Kararda, “Erenç Yasemin Dokudan ile Sercan Yüksel' in, kanun dışı toplantı ve gösteri yürüyüşlerine katıldıkları tespit edilememiş ise de, mesleğe ait özel formalar ile kanun dışı eylemlerde bulunurken yaralanan eylemcilere temin edilen ilaçlar ile tıbbi yardımda bulundukları, bu şekilde suç şüphesi altında olan şüphelileri kanuni takip yapacak mercilere bildirmedikleri gibi aksine kanun hilâfına olarak şüphelileri kayırdıkları anlaşılmıştır' ifadelerine yer verildi.

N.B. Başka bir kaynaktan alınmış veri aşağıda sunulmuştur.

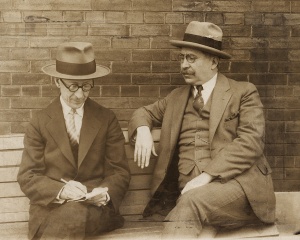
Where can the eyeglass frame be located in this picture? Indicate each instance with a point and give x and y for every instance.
(188, 58)
(68, 87)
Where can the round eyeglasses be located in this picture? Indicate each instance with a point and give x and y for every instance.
(74, 87)
(189, 57)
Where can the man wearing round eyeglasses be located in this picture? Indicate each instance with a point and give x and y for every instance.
(211, 169)
(74, 169)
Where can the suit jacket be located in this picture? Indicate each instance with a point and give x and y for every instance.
(236, 131)
(47, 157)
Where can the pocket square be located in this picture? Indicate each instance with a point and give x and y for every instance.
(232, 116)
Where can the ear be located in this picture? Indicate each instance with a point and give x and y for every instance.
(57, 82)
(215, 62)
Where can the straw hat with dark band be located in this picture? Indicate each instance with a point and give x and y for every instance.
(204, 36)
(75, 60)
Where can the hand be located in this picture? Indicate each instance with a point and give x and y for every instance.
(144, 146)
(73, 190)
(100, 197)
(203, 179)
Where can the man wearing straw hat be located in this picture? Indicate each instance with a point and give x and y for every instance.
(211, 146)
(73, 168)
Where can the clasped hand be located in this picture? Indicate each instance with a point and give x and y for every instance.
(74, 190)
(144, 146)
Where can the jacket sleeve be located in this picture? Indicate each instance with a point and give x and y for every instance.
(39, 188)
(246, 147)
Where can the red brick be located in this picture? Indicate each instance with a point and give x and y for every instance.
(50, 91)
(52, 5)
(275, 132)
(216, 18)
(70, 29)
(151, 55)
(115, 17)
(14, 66)
(113, 55)
(10, 91)
(292, 173)
(271, 6)
(274, 19)
(108, 29)
(249, 67)
(174, 18)
(95, 16)
(234, 18)
(268, 79)
(135, 17)
(4, 103)
(262, 54)
(154, 17)
(130, 42)
(30, 54)
(152, 79)
(165, 90)
(150, 30)
(109, 91)
(131, 67)
(152, 5)
(114, 79)
(270, 31)
(165, 67)
(284, 115)
(284, 91)
(266, 91)
(12, 115)
(5, 128)
(149, 91)
(111, 5)
(129, 91)
(293, 126)
(30, 102)
(73, 16)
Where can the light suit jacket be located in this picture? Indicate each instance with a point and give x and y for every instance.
(236, 131)
(47, 157)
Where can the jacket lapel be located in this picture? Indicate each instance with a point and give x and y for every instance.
(220, 99)
(57, 129)
(89, 130)
(178, 112)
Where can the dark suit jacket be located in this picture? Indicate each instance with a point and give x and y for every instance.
(48, 157)
(236, 131)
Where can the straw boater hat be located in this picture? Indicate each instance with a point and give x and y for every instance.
(75, 60)
(203, 36)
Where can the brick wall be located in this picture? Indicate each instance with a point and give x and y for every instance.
(132, 38)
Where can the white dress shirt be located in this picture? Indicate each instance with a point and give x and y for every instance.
(208, 87)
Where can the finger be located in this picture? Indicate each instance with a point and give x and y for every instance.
(153, 151)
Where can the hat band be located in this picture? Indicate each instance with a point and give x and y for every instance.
(76, 68)
(203, 40)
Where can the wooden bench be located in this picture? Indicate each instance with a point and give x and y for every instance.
(14, 205)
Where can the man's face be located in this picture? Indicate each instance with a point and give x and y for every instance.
(196, 66)
(73, 99)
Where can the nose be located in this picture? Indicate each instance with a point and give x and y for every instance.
(185, 64)
(79, 93)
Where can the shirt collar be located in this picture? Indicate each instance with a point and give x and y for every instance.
(209, 85)
(66, 109)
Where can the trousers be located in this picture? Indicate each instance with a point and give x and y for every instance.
(75, 220)
(221, 205)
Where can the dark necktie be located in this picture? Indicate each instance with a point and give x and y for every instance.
(198, 101)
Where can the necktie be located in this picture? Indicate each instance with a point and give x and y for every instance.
(71, 128)
(198, 101)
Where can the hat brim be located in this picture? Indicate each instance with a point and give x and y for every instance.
(201, 47)
(100, 72)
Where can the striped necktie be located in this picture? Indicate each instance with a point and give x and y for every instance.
(71, 129)
(198, 101)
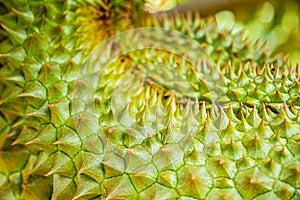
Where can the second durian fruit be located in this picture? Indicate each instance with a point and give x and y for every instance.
(48, 152)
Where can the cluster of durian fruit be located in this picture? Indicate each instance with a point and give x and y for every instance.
(48, 153)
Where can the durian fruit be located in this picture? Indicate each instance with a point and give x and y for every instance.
(57, 142)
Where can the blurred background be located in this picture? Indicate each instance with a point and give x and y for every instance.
(276, 22)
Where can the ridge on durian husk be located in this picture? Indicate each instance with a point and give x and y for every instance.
(45, 155)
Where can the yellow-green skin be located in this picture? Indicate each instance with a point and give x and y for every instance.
(44, 155)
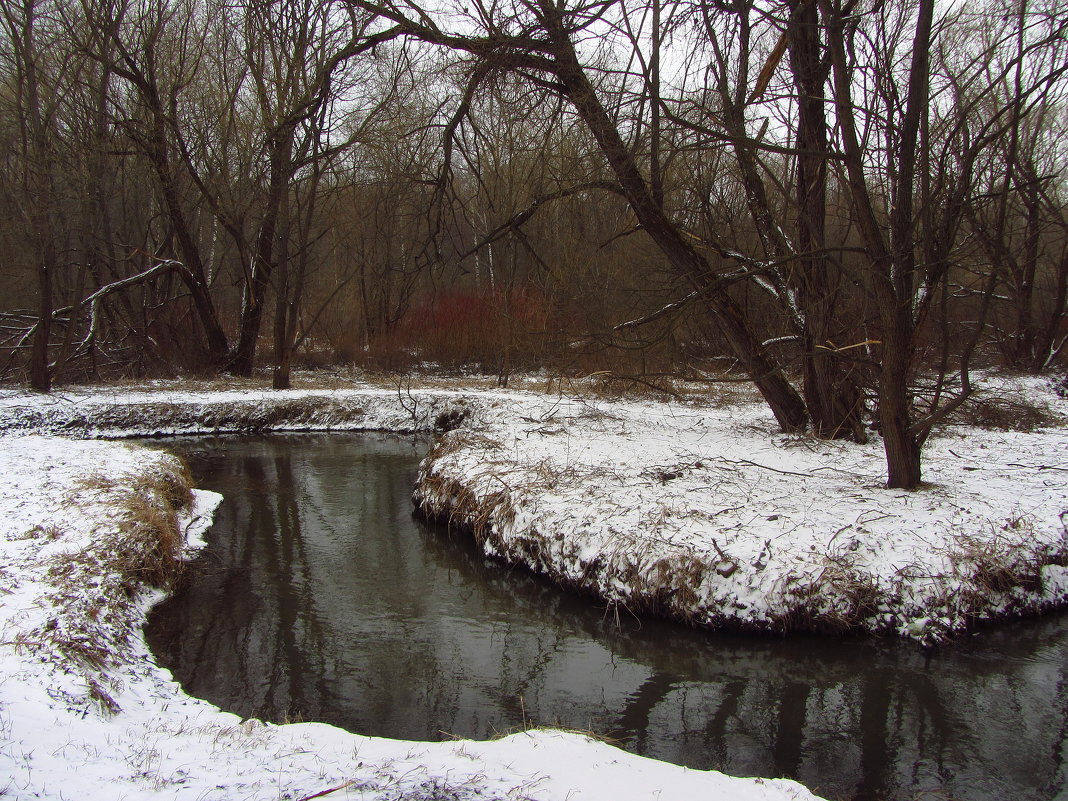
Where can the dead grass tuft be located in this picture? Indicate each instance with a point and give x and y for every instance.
(1003, 413)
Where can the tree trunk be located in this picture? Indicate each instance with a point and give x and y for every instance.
(832, 397)
(783, 399)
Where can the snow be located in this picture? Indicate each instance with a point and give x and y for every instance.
(710, 516)
(700, 511)
(87, 713)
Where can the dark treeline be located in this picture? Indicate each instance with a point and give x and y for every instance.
(852, 202)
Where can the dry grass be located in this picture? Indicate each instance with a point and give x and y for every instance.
(137, 540)
(1001, 412)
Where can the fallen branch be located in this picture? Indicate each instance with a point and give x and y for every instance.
(327, 792)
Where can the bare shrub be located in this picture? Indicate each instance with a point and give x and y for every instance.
(1002, 413)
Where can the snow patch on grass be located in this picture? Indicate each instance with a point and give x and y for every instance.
(84, 710)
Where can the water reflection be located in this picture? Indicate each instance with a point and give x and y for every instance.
(322, 598)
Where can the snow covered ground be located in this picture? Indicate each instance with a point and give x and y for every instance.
(701, 512)
(85, 713)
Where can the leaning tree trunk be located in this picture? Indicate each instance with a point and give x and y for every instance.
(831, 393)
(783, 399)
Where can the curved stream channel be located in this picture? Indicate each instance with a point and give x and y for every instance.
(322, 598)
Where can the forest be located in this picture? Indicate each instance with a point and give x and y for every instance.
(852, 204)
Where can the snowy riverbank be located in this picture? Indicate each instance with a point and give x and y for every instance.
(85, 712)
(700, 512)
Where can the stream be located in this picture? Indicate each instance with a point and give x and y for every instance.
(320, 597)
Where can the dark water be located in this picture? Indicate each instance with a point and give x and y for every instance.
(322, 598)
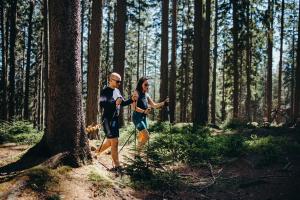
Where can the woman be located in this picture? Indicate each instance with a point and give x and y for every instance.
(142, 109)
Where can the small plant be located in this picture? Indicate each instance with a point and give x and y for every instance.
(53, 197)
(21, 132)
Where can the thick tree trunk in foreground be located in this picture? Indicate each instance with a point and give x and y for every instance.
(297, 73)
(12, 44)
(164, 58)
(28, 61)
(92, 104)
(65, 133)
(172, 90)
(119, 46)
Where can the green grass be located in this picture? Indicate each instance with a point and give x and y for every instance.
(197, 147)
(21, 132)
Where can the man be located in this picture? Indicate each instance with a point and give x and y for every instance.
(111, 100)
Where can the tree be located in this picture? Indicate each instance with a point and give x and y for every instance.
(297, 74)
(28, 61)
(248, 63)
(12, 42)
(65, 134)
(235, 59)
(201, 63)
(45, 58)
(164, 58)
(196, 97)
(214, 81)
(119, 45)
(93, 68)
(280, 56)
(3, 111)
(172, 90)
(270, 59)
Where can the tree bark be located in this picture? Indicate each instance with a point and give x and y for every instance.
(92, 105)
(248, 64)
(164, 59)
(45, 59)
(3, 114)
(197, 68)
(235, 60)
(172, 89)
(12, 43)
(214, 81)
(270, 59)
(297, 73)
(28, 61)
(280, 56)
(66, 130)
(119, 46)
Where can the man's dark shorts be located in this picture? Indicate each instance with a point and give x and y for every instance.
(111, 128)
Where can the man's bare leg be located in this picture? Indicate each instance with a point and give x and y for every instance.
(114, 151)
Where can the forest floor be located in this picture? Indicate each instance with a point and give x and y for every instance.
(237, 177)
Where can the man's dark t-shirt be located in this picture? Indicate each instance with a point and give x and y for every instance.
(110, 111)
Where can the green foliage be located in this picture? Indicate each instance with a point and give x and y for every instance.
(145, 177)
(238, 124)
(195, 146)
(53, 197)
(272, 149)
(20, 132)
(99, 182)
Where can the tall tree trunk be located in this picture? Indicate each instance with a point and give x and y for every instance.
(293, 68)
(12, 41)
(81, 35)
(248, 64)
(163, 91)
(66, 130)
(108, 42)
(172, 89)
(188, 58)
(119, 45)
(198, 66)
(3, 114)
(223, 102)
(201, 63)
(206, 60)
(297, 73)
(138, 42)
(181, 72)
(28, 61)
(92, 107)
(235, 60)
(270, 60)
(214, 81)
(45, 60)
(280, 56)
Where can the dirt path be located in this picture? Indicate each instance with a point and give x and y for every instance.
(237, 179)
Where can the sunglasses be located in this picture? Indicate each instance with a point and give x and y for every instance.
(117, 81)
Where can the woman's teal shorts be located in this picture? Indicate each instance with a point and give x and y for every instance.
(140, 121)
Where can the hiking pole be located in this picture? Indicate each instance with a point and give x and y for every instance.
(170, 130)
(131, 135)
(126, 141)
(105, 135)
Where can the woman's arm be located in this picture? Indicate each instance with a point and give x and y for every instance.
(155, 105)
(137, 109)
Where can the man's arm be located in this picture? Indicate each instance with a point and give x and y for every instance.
(105, 102)
(127, 102)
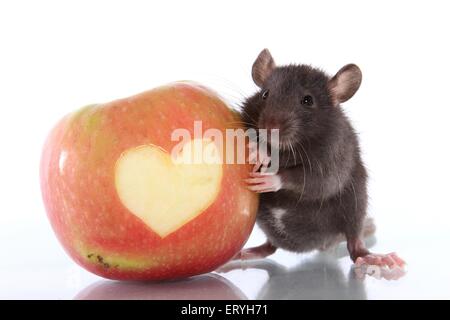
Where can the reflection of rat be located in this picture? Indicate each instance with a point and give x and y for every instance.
(319, 194)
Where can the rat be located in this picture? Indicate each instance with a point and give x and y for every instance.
(318, 197)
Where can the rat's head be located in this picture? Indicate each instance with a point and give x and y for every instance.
(299, 100)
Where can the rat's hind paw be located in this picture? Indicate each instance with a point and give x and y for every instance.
(390, 260)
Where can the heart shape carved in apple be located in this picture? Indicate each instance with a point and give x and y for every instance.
(167, 192)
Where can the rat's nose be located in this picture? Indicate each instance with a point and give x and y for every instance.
(270, 124)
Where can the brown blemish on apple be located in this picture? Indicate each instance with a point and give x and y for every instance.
(100, 260)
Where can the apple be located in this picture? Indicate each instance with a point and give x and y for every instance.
(120, 204)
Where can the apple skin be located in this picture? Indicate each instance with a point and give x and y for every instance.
(84, 209)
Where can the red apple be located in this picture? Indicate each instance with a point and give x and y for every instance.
(123, 209)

'Toplantı ve gösteri yürüyüşü hakkının sınırsız olmadığı ortaya konmuştur'
“2911 sayılı Toplantı ve Gösteri Yürüyüşleri Kanunu'na göre herkesin önceden izin almaksızın, şiddet veya silah kullanmadan gösteri veya toplantı düzenleyebileceği hüküm altına alınmıştır' denilen gerekçeli kararda 'Ancak, Türkiye Cumhuriyeti Anayasasının 34. maddesine göre 'Toplantı ve gösteri yürüyüşü hakkı, ancak millî güvenlik, kamu düzeni, suç işlenmesinin önlenmesi, genel sağlığın ve genel ahlâkın veya başkalarının hak ve özgürlüklerinin korunması amacıyla ve kanunla sınırlanabilir', AİHS'nin 11. maddesinin ikinci fıkrasına göre de; 'Bu hakların kullanılması, demokratik bir toplumda, zorunlu tedbirler niteliğinde olarak, ulusal güvenliğin, kamu emniyetinin korunması, kamu düzeninin sağlanması ve suç işlenmesinin önlenmesi, sağlığın veya ahlakın veya başkalarının hak ve özgürlüklerinin korunması amaçlarıyla ve ancak yasayla sınırlanabilir. Bu madde, bu hakların kullanılmasında silahlı kuvvetler, kolluk mensupları veya devletin idare mekanizmasında görevli olanlar hakkında meşru sınırlamalar konmasına engel değildir' şeklinde sınırlama öngörülmek suretiyle toplantı ve gösteri yürüyüşü hakkının sınırsız olmadığı ortaya konulmuştur' denildi.
Olaylar ayrıntılı anlatıldı
Mayıs ve Haziran 2013 tarihinde Taksim ve çevresinde yaşanan olayların ayrıntılı olarak anlatıldığı gerekçeli kararda, grupların polise taş ve soda şişeler ile saldırdıkları, ara sokaklarda bulunan işyerlerine, bankalara kamu malı niteliğini taşıyan yerlere zarar verdikleri, işyeri ve bankalara spreylerle sloganlar yazıp sinkaflı cümleler yazdıkları, sapanlarla görevlilere bilyeler attıkları, barikatlarla yolların kapatıldığı, ve onlarca havai fişek ile görevlilere saldırdıkları kaydedildi.